Poznaj „Przepis na dobry sen”:
- Regularność. Staraj się chodzić spać i wstawać o tych samych porach – także w weekendy. To pomaga ustabilizować rytm dobowy;
- Wyciszenie przed snem. Na 1-2 godziny przed położeniem się do łóżka ogranicz korzystanie z ekranów, nie pracuj i unikaj intensywnych bodźców. Daj sobie czas na wyciszenie;
- Dobre warunki w sypialni. Brak światła, cisza i odpowiednia temperatura (około 18-20°C). ułatwiają zasypianie i poprawiają jakość snu;
- Aktywność fizyczna w ciągu dnia. Ruch wspiera zdrowy sen, ale unikaj intensywnych ćwiczeń tuż przed pójściem spać;
- Lekki posiłek, odpowiedni odstęp. Nie jedz tuż przed snem – najlepiej ostatni posiłek zaplanować na 2-3 godziny przed położeniem się do łóżka;
- Krótka drzemka w ciągu dnia. Jeśli czujesz zmęczenie, drzemka do 30 minut może pomóc, ale dłuższe mogą zaburzyć nocny sen.

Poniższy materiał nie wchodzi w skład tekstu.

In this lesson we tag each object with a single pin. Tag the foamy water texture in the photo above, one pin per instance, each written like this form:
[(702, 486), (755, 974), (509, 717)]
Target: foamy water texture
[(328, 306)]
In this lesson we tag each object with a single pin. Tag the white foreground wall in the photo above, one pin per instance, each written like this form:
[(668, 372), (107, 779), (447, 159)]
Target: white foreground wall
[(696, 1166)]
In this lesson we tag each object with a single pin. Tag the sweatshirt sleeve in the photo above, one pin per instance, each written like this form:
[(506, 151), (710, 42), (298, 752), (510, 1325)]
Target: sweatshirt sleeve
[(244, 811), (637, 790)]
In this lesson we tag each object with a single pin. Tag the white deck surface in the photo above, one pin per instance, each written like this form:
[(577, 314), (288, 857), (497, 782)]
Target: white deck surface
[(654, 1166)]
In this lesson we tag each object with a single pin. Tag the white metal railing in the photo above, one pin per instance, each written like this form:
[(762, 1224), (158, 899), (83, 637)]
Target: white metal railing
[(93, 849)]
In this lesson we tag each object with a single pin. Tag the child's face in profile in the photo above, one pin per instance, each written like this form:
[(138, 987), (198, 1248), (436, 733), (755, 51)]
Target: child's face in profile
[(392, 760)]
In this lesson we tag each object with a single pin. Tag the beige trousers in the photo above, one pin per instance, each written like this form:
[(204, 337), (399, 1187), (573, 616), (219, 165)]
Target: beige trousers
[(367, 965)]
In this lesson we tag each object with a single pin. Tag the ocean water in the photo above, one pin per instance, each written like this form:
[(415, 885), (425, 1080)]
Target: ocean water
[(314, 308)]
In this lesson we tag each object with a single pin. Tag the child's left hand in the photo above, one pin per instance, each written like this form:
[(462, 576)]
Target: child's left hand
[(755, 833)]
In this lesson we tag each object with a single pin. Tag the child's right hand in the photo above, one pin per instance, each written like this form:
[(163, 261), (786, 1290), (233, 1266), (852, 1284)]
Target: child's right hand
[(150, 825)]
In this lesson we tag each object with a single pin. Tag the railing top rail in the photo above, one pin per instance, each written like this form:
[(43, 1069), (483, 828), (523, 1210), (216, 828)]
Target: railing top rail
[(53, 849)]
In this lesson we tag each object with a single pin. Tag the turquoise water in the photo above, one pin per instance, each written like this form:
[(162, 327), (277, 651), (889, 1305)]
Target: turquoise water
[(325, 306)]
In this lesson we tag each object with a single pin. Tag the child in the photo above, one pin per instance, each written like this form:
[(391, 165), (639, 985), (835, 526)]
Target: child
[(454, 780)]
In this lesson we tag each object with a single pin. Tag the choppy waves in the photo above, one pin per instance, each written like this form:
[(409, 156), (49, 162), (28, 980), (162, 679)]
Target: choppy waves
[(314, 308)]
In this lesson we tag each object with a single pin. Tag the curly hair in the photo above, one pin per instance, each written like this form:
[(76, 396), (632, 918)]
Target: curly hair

Eksperci kampanii „Przepis na dobre życie” przypominają, iż w profilaktyce chorób sercowo-naczyniowych, sen powinien być traktowany tak samo poważnie jak dieta, aktywność fizyczna, farmakoterapia i zdrowie psychiczne.
– Dbajmy o sen jak o najcenniejszy lek na stres i choroby. Twoje serce bije bez przerwy, więc daj mu szansę odpocząć i się zregenerować – zaznaczają.